Anak buah John Kei pun langsung merencanakan penyerangan yang lebih matang lagi terhadap Nus Kei di daerah Cempaka Putih pada 21 Juni 2020. Setelah itu, mereka langsung melakukan penyerangan di dua lokasi berbeda yakni di Perumahan Elite Green Lake City, Tangerang dan di Jalan Kresek Raya, perempatan ABC, Duri Kosambi, Cengkareng, Jakarta Barat,
Advertisement
Sementara itu, Wakil Direktur Reserse Kriminal Umum Polda Metro Jaya AKBP Jean Calvijn Simanjuntak mengatakan, rekontruksi yang digelar ini untuk meyakinkan perencanaan yang dilakukan John Kei bersama kelompoknya.
"Untuk meyakinkan perencanaan dan pemufakatan terjadinya pembunuhan ini lebih jelas lagi," ujar Calvijn.
Ia pun menyebut, perencanaan tersebut dilakukan di tiga lokasi berbeda oleh kelompok John Kei yakni di Kelapa Gading, Tytyan dan Cempaka Putih.
"Pertama di salah satu lokasi yang ada di Kelapa Gading, kedua di Tytyan Bekasi yang merupakan markas dari JK. Ketiga, di Arcici Ini adalah tempat terakhir yang digunakan oleh tersangka DF untuk memberi arahan terakhir dan membagi-bagi tugas berikut dan membagi-bagi peralatan berupa senjata tajam, tombak dan mobil-mobil yang ada," sebutnya.

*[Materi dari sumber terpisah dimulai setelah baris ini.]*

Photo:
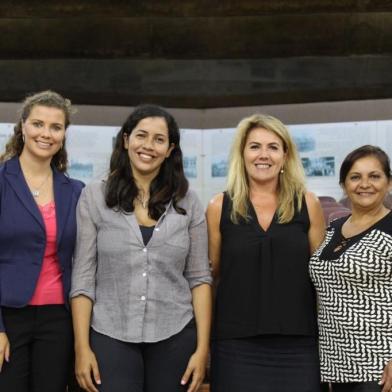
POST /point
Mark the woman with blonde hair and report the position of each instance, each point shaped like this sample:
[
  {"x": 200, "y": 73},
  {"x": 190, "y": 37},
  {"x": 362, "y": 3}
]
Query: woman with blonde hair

"Setelah di Arcici di Cempaka Putih, 6 mobil akan dibagi 5 mobil untuk berangkat ke TKP pengrusakan rumah NK yang ada di Cluster Australia. Yang kedua sasarannya adalah di Kosambi, yang terjadi pembunuhan mengakibatkan orang meninggal dunia dan penganiayaan berat," sambungnya.
Advertisement
Sebelumnya, Kapolda Metro Jaya Irjen Nana Sudjana membeberkan kronologi penyerangan dan pembacokan di Perumahan Elite Green Lake City, Tangerang dan di Jalan Kresek Raya, perempatan ABC, Duri Kosambi, Cengkareng, Jakarta Barat. 30 Orang diamankan termasuk John Kei.
Kasus ini berawal pada Minggu (21/6) sekitar pukul 11.30 Wib terjadi penganiayaan oleh kelompok John Kei berjumlah 5-7 orang terhadap kelompok Nus Kei di wilayah Duri Kosambi, Cengkareng, Jakarta Barat.
"1 Meninggal yaitu EN meninggal karena luka bacok di beberapa tempat. Dan 1 lagi putus jari tangan 4 jari berinisial AR," kata Nana di Polda Metro, Senin (22/6).
Nana melanjutkan, di hari sama, sekitar pukul 12.25 Wib, 15 orang tak dikenal dengan empat mobil diduga kelompok John Kei mendatangi satu rumah di perumahan Green Lake Kluster Australi. Mereka datang ke sana mencari pemilik rumah Nus Kei.
"Yang bersangkutan tak ada, ada istri dan anak-anak. Istri dan anak berusaha meninggalkan rumah, dan terjadi pengerusakan pintu, ruang tamu dan kamar. Lalu merusak kendaraan duit unit roda empat milik Nus Kei dan satu mobil milik tetangga yaitu Tomi," katanya.